Speed is of upmost importance for Severn River and as such, congestion must be managed: the crossing can see upwards of 200 cards per hour per lane at peak times and has 21 toll lanes, although the vast majority of cards going through just 10 of these.
Severn River Crossing also required that the system was fully managed and able to function 24/7 to meet the growing needs of users.
Gudgeon says: "This is a high volume, low value system. What is absolutely key to us is the speed of the transaction."
The ResultsThe solution is already a big success. Since the system was first installed, card use at the tolls has climbed dramatically: in 2013, Severn River Crossing took 2.4 million transactions - nearly double the 1.3 million it took in 2012. In 2014, it saw 3.3 million card transactions with a total value of £24m.
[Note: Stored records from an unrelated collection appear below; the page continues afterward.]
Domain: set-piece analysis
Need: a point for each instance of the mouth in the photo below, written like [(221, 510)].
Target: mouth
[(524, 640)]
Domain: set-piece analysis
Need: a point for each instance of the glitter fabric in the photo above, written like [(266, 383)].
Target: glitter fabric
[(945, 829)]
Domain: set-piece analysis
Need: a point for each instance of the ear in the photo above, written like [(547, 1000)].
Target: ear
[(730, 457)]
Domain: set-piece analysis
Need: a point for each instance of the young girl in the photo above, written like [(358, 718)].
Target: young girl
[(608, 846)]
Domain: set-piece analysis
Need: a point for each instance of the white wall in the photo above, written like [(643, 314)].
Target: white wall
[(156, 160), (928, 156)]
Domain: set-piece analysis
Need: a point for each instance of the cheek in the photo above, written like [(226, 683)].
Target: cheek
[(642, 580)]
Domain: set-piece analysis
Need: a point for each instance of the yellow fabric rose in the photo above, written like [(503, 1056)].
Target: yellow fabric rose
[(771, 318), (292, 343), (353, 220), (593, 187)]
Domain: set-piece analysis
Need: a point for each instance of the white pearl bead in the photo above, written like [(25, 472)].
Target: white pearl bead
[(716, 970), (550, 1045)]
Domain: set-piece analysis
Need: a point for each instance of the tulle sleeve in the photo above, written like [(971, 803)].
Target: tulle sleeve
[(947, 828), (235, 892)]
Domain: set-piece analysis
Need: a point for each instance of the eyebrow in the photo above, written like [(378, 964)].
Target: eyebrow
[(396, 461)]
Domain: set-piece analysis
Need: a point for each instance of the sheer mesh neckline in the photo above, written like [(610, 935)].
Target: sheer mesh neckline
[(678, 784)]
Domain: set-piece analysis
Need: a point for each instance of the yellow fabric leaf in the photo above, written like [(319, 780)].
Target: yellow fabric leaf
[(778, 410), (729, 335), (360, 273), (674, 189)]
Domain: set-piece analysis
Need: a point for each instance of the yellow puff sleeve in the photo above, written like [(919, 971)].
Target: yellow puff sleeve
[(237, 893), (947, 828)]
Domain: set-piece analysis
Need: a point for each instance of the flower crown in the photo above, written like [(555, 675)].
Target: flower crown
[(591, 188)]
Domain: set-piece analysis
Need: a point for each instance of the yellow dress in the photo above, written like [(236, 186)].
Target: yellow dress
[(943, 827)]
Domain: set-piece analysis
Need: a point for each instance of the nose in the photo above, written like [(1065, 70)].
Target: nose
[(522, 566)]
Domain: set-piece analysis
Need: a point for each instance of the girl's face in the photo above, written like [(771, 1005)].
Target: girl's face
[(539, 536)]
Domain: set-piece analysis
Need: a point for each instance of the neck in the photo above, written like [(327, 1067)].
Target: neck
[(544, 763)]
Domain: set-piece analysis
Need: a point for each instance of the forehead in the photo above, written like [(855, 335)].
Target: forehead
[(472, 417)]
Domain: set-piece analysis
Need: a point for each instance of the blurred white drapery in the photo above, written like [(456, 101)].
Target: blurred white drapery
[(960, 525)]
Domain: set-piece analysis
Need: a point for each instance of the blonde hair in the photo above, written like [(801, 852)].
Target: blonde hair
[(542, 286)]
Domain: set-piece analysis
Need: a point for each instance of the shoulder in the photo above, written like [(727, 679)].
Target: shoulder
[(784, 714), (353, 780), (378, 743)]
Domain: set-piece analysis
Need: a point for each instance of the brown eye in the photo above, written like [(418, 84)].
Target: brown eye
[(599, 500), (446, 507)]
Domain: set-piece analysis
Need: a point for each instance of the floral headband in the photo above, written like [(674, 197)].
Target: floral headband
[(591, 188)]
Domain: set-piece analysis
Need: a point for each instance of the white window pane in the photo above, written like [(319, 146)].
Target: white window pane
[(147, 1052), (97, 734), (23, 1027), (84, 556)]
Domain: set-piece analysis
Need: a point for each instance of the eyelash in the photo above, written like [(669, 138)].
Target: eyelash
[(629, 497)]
Severn River's system was a complex requirement and this meant implementation was a technical challenge at times. But this is a challenge that APSU was more than equipped to meet. According to Chris Boyes, Director of Technical Services at APSU: "In most environments you put card in, put in the pin, get a receipt and take the goods. But Severn River's needs are unique as there are several differing charges for either a car, van, lorry - so it was a challenge to get that coded."
As well as having the ability to enable credit card payments, the solution needed to ensure the crossing was compliant to the Payment Card Industry Data Security Standard (PCI DSS), and continue to maintain this through the period of concession.
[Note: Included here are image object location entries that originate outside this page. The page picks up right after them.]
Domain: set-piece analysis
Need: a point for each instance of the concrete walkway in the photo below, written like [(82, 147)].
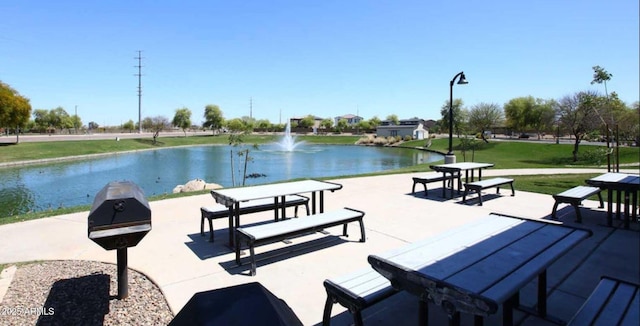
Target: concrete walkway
[(182, 262)]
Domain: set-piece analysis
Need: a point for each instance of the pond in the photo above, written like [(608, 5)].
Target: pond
[(73, 183)]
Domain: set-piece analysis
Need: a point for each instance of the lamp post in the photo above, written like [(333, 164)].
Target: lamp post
[(450, 157)]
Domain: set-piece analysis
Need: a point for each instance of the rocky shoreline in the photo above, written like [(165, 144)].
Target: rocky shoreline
[(74, 292)]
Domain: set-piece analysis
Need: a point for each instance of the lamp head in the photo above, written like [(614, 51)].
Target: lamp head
[(462, 80)]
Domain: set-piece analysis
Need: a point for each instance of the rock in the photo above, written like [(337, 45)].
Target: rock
[(210, 186), (194, 185)]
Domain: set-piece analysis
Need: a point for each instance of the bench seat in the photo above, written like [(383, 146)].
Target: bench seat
[(478, 186), (254, 206), (272, 232), (433, 177), (575, 196), (612, 302), (356, 291)]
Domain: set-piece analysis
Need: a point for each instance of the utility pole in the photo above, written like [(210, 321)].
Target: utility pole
[(139, 74)]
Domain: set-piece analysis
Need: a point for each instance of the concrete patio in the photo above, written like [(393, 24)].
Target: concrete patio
[(182, 262)]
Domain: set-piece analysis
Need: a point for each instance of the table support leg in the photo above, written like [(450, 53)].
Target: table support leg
[(231, 217), (275, 211), (423, 312), (313, 202), (634, 206), (236, 214), (627, 215), (618, 202), (609, 207), (283, 208), (507, 311), (542, 294)]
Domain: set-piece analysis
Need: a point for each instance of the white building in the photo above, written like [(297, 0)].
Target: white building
[(412, 127)]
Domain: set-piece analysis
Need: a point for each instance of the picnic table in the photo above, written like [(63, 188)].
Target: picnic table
[(457, 168), (479, 266), (232, 198), (629, 184)]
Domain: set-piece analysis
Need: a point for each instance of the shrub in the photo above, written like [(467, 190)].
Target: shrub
[(380, 141)]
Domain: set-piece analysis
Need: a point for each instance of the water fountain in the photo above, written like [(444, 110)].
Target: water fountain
[(288, 143)]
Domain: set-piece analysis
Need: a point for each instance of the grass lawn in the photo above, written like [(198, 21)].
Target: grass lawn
[(504, 154)]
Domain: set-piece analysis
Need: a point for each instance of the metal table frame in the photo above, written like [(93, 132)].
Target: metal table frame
[(232, 197), (457, 168), (629, 184), (479, 266)]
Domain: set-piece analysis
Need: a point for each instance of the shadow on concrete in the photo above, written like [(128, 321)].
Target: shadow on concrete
[(77, 301), (283, 253)]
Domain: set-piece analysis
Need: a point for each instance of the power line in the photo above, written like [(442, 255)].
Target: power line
[(139, 74)]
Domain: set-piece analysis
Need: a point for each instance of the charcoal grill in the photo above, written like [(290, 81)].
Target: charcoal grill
[(119, 218)]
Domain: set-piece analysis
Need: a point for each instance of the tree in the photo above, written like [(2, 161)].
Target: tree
[(307, 122), (374, 122), (158, 123), (213, 118), (60, 119), (601, 76), (516, 111), (41, 119), (483, 116), (394, 119), (326, 123), (129, 125), (578, 113), (542, 117), (364, 125), (235, 125), (264, 124), (76, 121), (341, 125), (15, 109), (459, 116), (182, 119)]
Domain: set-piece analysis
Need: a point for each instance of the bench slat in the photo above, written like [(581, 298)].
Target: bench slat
[(612, 302), (488, 183), (272, 232), (220, 211), (579, 192), (273, 229)]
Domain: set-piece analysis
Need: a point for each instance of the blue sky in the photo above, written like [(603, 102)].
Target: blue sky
[(325, 58)]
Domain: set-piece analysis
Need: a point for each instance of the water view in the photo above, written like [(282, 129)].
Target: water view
[(43, 187)]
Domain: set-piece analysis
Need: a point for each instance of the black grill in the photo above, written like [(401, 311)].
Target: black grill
[(119, 218)]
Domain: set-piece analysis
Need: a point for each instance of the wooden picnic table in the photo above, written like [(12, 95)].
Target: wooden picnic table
[(232, 197), (479, 266), (627, 187), (457, 168)]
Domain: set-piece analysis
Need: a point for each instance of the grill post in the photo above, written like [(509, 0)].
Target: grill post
[(123, 276), (119, 218)]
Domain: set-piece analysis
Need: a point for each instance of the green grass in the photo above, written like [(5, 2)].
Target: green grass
[(505, 155), (516, 155), (27, 151)]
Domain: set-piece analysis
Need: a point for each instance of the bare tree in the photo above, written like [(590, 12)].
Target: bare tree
[(158, 123), (579, 114), (483, 116)]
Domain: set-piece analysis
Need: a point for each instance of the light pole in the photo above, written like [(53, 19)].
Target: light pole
[(450, 157)]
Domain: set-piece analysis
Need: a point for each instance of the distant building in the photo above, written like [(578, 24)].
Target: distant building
[(413, 127), (316, 121), (352, 120)]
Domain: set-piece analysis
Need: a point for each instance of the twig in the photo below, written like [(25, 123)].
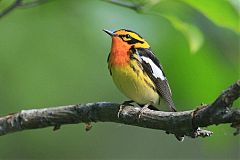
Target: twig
[(180, 123)]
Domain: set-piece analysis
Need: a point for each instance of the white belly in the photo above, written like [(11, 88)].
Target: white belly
[(134, 86)]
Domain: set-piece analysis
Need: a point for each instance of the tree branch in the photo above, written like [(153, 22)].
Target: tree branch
[(181, 123)]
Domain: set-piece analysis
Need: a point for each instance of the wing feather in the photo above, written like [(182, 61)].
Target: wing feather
[(153, 68)]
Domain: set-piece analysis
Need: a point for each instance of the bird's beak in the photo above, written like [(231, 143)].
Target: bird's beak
[(111, 33)]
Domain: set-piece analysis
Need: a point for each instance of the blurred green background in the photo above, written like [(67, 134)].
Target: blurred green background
[(55, 54)]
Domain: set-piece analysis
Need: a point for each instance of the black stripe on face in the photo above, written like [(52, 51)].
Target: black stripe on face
[(131, 40), (134, 41)]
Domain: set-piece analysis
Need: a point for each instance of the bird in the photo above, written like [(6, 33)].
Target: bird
[(137, 72)]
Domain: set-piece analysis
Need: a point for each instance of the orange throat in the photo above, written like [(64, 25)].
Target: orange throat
[(119, 55)]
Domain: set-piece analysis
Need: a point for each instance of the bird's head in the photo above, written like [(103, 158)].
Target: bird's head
[(127, 38)]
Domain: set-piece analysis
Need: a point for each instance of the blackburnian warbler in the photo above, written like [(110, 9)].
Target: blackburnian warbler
[(137, 72)]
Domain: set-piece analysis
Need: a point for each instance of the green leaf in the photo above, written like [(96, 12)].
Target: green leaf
[(222, 12), (191, 32)]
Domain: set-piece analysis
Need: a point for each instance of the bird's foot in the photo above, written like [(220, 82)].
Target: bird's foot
[(124, 104), (145, 107)]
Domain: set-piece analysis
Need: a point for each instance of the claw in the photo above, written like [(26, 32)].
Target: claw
[(145, 107), (122, 105)]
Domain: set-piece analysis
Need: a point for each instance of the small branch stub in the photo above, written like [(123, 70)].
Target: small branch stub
[(179, 123)]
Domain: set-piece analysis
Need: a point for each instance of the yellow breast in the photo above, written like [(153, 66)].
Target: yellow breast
[(134, 83)]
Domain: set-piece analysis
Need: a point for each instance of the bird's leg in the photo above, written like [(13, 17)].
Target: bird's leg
[(145, 107), (124, 104)]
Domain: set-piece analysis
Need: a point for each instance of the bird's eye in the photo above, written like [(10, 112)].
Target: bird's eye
[(128, 36)]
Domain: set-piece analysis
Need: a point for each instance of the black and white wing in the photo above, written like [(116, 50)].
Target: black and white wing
[(153, 68)]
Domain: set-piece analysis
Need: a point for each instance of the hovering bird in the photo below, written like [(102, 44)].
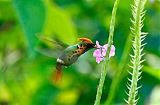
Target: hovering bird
[(70, 54)]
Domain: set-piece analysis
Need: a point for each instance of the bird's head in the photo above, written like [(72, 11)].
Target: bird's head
[(88, 42)]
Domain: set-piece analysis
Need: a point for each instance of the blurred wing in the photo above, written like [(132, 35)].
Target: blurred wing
[(54, 43), (48, 52)]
Boyes adds: "We developed a custom solution just for their needs; APSU also provided the PCI payment standard support. It complies with the current standard, PCI version 3, and will update as this changes."
To ensure optimum levels of security, APSU deployed Remote Managed Services for Wintel, Comms and Security; APSU Infrastructure solution based on HP Servers/Storage; Cisco/Tripwire Security Solutions to manage PCI compliance; and corporate NW and Email Security.
The solution includes network based security, and hosted based security systems that are constantly monitored 24/7 from APSU's centre. Boyes says: "It's all about security: we are focussed on providing Severn River and their customers with a secure method of payment and it's met the required level of standard in the industry."
This level of maintenance was also essential for Severn River, as it lacks sufficient IT specialists available 24/7 in house to manage such a large project.
We have a small maintenance team of three maintaining the Tolls, but they are not IT specialists who can react to data breaches. APSU looks after all of the card system: hardware, software, patching as well as the PCI DSS regulation monitoring and support. If we have problems, we hand over to APSU. It is effectively a black box system. Mike Gudgeon, Commercial Manager
Future ExpansionThe project has already yielded great results. Its success has led Severn Bridge and APSU to extend their agreement further and the two firms are now planning to implement contactless payments via credit cards. The additional speed provided by this type of transaction will come at the ideal time for Severn River. It is predicted that the crossing will see 4 million credit card transactions in 2015 - and the system is built to take 5 million plus.
Gudgeon explains: "The card readers are available now and we will be putting in the new hardware with help from APSU during first half of this year."
He adds: "We have a system that works well for us, we are happy with the service: we can get hold of APSU 24/7. They monitor and get alerts when there is a problem. It works so well that they often tell us when there is a fault before we even see it. In three years, we have only had a few hours of downtime."